Industrialization occurred later in Ecuador than in most other Latin American countries. As late as 1960, the small industrial sector consisted almost entirely of textile production, food processing, and artisan activity. Manufacturing began to develop in the mid-1960s, and during the 1970s, spurred by petroleum revenues and exports to other nations in the Andean Common Market (Ancom, also known as the Andean Pact), manufacturing became the most dynamic sector of the economy. Manufacturing stagnated in the 1980s, however, with an average annual growth of only 0.8 percent for the period 1981-87. In 1987 it accounted for over 17 percent of the GDP.
Food processing and textile manufacturing accounted for almost 60 percent of the total value of manufacturing in 1986. Nonmetallic minerals and metals comprised 12 percent of the total value; all other industries accounted for the balance.
Most industrial establishments were small and barely more than handicraft operations. A government industrial census in the early 1980s listed more than 35,000 firms, but only 28 of these had more than 500 employees; more than 31,000 had from 1 to 4 workers. Individual proprietors owned and managed most firms. Shoemaking shops, woodworkers, or furniture makers represented nearly half of the establishments listed in the census.
Guayaquil was the most important industrial center, followed by Quito. Together the two cities accounted for about two-thirds of total factory employment. Agricultural and beverage processing plants, sawmills, shipyards, iron foundries, and cement and chemical plants were Guayaquil's main industries. Textile production and food processing topped the list of industrial activities in Quito. The government had made an attempt in the early 1970s to disperse industrial activity by promoting industrial parks in other cities, with some success.
Sugar refining, rice milling, and flour milling were among the largest sectors in the food-processing industry. Two sugar mills dominated the industry and processed most of the sugar used domestically. Rice milling was concentrated in the Costa and consisted of numerous publicly owned mills, as well as many smaller private ones. Most flour mills were located near larger cities in the Sierra and used locally grown wheat; the three large flour mills near Guayaquil used mainly imported wheat. Ecuador also had a large baking industry, and nearly all cities had commercial bakeries producing bread and cakes.
The textile industry, which ranked next to food processing in value of production, was concentrated in the Sierra, where it originated as an outgrowth of home weaving.

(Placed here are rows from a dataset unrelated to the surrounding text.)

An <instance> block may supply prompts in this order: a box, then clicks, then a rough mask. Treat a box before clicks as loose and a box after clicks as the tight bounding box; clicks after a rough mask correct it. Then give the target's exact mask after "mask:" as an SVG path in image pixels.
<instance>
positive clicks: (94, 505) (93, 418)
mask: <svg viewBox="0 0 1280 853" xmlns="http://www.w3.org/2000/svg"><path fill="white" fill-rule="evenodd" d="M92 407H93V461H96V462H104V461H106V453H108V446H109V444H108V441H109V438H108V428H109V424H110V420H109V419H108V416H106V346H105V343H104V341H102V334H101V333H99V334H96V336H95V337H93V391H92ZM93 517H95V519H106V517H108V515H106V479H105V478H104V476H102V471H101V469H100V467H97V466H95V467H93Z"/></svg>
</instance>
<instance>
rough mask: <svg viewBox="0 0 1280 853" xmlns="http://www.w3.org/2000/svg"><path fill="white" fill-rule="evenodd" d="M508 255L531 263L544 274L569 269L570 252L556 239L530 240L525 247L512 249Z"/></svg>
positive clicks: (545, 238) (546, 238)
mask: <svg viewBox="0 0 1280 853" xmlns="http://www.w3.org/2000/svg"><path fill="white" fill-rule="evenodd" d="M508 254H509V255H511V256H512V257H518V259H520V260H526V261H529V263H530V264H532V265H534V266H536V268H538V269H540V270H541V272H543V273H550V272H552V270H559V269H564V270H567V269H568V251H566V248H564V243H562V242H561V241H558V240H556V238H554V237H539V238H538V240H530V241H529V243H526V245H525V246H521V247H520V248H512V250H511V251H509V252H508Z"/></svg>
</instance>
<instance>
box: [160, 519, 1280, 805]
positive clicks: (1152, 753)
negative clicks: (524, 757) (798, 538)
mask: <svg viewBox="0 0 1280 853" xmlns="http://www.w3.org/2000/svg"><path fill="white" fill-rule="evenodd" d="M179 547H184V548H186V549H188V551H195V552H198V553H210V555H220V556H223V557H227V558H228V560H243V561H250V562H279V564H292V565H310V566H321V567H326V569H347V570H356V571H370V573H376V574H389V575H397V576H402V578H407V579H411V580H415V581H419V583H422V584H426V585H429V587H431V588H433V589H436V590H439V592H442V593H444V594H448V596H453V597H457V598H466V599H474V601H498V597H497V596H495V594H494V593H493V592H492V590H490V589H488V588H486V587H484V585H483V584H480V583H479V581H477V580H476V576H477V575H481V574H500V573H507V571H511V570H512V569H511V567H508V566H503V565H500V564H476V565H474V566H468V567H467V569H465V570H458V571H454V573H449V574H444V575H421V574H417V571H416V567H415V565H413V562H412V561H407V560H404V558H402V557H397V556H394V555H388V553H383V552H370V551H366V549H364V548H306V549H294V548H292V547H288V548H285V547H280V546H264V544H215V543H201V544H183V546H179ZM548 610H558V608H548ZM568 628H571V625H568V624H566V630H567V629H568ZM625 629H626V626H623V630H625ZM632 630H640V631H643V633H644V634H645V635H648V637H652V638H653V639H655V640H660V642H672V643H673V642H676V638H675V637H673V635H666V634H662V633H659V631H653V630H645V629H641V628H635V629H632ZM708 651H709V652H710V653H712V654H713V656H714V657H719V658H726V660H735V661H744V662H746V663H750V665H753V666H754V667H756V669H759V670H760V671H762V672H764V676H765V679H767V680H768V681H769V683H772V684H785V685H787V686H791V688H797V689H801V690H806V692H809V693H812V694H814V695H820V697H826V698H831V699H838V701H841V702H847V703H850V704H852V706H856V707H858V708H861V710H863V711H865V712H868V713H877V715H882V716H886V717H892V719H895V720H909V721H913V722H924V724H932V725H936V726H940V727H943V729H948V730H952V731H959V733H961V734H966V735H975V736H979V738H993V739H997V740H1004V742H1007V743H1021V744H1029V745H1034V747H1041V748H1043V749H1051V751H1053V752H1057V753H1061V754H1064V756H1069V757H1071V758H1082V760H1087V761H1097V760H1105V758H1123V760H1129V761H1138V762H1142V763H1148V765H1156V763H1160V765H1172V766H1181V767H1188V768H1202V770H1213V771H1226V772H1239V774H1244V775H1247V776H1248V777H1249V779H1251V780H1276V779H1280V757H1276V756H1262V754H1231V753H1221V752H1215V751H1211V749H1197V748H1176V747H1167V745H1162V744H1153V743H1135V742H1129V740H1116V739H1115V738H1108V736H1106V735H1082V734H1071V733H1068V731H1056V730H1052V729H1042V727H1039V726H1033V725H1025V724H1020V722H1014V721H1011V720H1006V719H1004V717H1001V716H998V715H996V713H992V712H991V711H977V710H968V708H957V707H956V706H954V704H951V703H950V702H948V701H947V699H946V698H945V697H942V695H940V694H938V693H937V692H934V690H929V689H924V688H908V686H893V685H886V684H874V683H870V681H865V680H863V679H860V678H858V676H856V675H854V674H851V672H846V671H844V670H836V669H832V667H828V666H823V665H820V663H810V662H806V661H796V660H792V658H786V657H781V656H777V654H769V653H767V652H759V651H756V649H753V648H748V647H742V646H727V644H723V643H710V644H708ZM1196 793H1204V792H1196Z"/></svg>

Most textile plants remained small, although one Quito firm was among the largest employers in the country.
The construction industry showed a steady decline during the 1980s and accounted for only about 4 percent of the GDP in 1987. Because over 95 percent of the construction in Ecuador resulted from government-financed projects, the industry remained highly vulnerable to periods of austerity in government spending. Indeed, the sector's only growth year in the decade of the 1980s occurred in 1987, reflecting large-scale highway rebuilding after the earthquake. High interest rates and a shortage of cement also hampered construction projects.
Artisan activity constituted a large part of the manufacturing labor force. Although many of the artisans had considerable skills in such occupations as weaving, their wages were among the lowest in the labor force, and as machine-weaving became more widespread their skills were increasingly obsolete. In the 1980s, the government offered special credits and loans to encourage a transition from artisan workshops to small factories.
The largest number of artisans produced clothing and furniture. This group included dressmakers, tailors, shoemakers, cabinetmakers, and carpenters. Several thousand additional artisans were goldsmiths or silversmiths.